2013 March 24, 12:45 h

Alguns dias atrás me pediram para responder no Quora a pergunta "Ruby on Rails: Quais são algumas das piores práticas para aplicações Ruby on Rails?". Foi uma resposta que teve muitos votos positivos então resolvi que seria um bom post para meu blog. Segue minha versão extendida.

Existem diversas práticas ruins em desenvolvimento de aplicações em geral e em particular em Ruby on Rails. Eu mesmo já cometi e aprendi sobre várias elas na prática e em particular tive que pegar alguns projetos de resgate onde continuo vendo os mesmos erros acontecendo repetidamente, então vamos tentar resumir as principais que mais me irritam.

1) Primeiro de tudo é a ausência de testes, ou cobertura muito pequena, ou testes que são muito frágeis. Pessoal, isso é uma coisa básica! Se ainda não fazem isso comecem imediatamente a adicionar os malditos testes! Quanto pior for a qualidade e cobertura dos testes proporcionalmente mais caro fica manter e expandir uma aplicação, ponto final. Codificadores que não escrevem testes demonstram muito pouco respeito pela sua própria prática.

Já discutimos ad nauseaum (dica pra começar: "The RSpec Book") sobre testes nos últimos anos então o que não falta é material para aprender e as melhores práticas. Não me importo se os testes são feitos "by the book" escrevendo testes antes do código ou se os testes são adicionados depois do código, contanto que no final existam testes que eu possa executar e ter segurança de que não estou criando bugs de regressão, quebrando coisas que não deveria. Não custa quase nada adicionar os testes mínimos, então adicionem.

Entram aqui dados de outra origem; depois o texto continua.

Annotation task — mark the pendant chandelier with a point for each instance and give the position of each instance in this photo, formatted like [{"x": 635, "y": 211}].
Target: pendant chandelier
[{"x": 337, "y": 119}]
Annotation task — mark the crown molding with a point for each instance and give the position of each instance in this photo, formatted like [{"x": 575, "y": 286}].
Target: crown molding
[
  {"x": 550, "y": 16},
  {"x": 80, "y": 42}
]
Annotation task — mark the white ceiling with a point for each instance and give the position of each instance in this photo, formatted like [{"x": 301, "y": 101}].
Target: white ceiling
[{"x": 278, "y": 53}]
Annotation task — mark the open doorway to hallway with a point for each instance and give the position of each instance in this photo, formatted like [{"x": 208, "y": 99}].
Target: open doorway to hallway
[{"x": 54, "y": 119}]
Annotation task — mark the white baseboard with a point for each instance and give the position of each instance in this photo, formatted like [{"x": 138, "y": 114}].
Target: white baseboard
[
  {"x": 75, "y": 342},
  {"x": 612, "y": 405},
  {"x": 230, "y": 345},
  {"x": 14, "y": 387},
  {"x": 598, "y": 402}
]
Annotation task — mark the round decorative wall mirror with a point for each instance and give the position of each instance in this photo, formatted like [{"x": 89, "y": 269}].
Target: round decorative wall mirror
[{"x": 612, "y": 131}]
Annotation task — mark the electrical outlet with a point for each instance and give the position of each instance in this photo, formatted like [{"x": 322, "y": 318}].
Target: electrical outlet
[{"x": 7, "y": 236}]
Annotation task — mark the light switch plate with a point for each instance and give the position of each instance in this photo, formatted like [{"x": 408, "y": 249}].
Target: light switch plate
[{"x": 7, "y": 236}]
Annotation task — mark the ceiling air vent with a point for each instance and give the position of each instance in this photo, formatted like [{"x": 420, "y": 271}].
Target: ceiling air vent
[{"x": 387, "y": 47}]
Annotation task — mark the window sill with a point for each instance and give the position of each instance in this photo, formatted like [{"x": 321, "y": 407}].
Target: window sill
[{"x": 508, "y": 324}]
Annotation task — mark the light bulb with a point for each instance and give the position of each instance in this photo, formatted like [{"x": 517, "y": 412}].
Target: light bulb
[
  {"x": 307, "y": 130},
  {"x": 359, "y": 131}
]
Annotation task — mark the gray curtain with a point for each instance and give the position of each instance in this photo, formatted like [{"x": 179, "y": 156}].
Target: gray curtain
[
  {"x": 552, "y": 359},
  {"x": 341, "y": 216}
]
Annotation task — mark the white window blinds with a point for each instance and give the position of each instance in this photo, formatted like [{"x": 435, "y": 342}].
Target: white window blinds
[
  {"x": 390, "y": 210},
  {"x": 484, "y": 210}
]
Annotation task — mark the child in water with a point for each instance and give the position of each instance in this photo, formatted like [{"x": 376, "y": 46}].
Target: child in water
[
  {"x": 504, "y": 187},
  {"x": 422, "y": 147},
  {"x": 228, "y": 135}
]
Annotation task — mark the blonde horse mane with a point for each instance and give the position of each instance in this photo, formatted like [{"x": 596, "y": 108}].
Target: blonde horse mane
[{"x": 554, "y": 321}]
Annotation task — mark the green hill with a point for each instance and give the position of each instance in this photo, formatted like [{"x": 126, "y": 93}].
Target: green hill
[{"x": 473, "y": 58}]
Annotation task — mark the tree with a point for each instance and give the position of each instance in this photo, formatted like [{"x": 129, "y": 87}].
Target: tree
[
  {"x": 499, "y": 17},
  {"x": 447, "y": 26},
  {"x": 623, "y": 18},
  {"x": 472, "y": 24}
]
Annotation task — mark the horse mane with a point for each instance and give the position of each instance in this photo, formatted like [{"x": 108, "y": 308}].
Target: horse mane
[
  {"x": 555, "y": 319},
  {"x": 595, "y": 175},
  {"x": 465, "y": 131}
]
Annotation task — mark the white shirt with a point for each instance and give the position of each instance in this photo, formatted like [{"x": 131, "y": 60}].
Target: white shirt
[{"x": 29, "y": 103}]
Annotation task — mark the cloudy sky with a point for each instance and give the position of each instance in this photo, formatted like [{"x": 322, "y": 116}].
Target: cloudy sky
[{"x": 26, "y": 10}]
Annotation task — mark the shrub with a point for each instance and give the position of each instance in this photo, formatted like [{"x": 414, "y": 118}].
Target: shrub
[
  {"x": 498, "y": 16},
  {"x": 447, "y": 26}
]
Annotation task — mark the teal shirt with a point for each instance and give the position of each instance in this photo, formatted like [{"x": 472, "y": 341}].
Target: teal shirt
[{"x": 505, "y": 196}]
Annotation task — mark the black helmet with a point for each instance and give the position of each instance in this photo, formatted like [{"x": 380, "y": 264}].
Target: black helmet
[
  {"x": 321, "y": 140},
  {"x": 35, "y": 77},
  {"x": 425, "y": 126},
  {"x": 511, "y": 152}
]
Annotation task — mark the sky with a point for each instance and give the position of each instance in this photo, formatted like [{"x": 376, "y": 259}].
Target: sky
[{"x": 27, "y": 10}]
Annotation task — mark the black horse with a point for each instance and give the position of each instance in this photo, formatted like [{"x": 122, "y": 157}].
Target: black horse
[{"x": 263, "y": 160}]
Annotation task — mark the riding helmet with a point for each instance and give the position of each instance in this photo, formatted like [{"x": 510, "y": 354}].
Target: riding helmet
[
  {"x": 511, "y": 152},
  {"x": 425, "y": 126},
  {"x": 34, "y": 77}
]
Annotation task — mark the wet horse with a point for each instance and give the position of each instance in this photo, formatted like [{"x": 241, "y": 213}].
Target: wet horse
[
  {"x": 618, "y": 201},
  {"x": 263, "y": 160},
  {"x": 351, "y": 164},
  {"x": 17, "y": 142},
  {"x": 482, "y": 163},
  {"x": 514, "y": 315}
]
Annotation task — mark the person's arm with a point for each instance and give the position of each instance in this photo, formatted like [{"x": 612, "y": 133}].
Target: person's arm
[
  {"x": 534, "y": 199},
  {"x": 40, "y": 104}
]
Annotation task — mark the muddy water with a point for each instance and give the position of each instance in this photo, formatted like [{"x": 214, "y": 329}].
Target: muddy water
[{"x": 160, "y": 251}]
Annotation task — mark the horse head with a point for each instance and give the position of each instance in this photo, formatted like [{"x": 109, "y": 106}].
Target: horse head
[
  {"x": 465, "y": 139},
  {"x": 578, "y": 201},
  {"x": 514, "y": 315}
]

Ultimamente tivemos diversos problemas de segurança, muita gente simplesmente atualizou suas gems para as mais recentes para pegar as correções. Somente quem tinha bons testes viu que algumas dessas correções introduziam regressões. Quem não testou e só atualizou acabou colocando no ar versões com bugs.

2) Escreva nomes em inglês dentro do seu código. Não me importo se você é brasileiro, italiano, francês ou o que for. Nomes de classes, de variáveis, de métodos, tudo deve ser em inglês. Estamos num mundo globalizado, não é pensar muito longe que amanhã um americano vai mexer no seu código todo em português. Além do problema de consistência: a sintaxe da linguagem, todas as bibliotecas padrão, é tudo em inglês. É uma enorme dissonância cognitiva ter nomes em português no meio. É como você estar lendo uma revista em português com diversos parágrafos em inglês no meio. Não faz nenhum sentido.

E aproveitando outra coisa que muitos não fazem: não é obrigatório usar o sistema de localização do Rails. Porém no primeiro momento onde você se ver adicionando strings de mensagens dentro de models e controllers, pare! Existe local para isso, e é em config/locales. Não tem nada pior do que achar dezenas de mensagens espalhadas por todas as classes.

3) Hoje existem diversos frameworks e bibliotecas para front-end, seja para stylesheet (Bourbon, Bootstrap, Compass), para javascript (jQuery, Ember, Angular, Backbone), e diversas ferramentas (Sass, Coffeescript). Além disso temos toda uma convenção e estruturas em app/assets para organizar tudo issso. Parem de colocar styles e javascript inline espalhados pelas views! É sintoma de preguiça, de falta de conhecimento e tentativa de pular passos fazendo gambiarras. Não faça isso!

4) Não tente ser mais esperto do que seu ORM (Object Relational Model), no caso o ActiveRecord. Na enorme maioria dos casos, se você estiver usando find_by_sql por motivos de otimizar "performance", você está fazendo a coisa errada. Pior ainda, em quase todos os casos que já vi essa tentativa de otimizar na mão não só não havia esse ganho como ainda já vi adicionando buracos de segurança, como o famigerado "SQL Injection". Aliás, esse é um tema frequente: otimização prematura e desnecessária adicionando bugs de segurança.

Talvez 1% dos maiores sites do mundo precisem de SQLs realmente específicos otimizados manualmente depois de muitos testes em produção, com volume de dados e métricas bem definidas para provar a diferença. Mas a maioria de nós está nos 99% que não precisa disso: apenas aprenda a usar o ActiveRecord corretamente.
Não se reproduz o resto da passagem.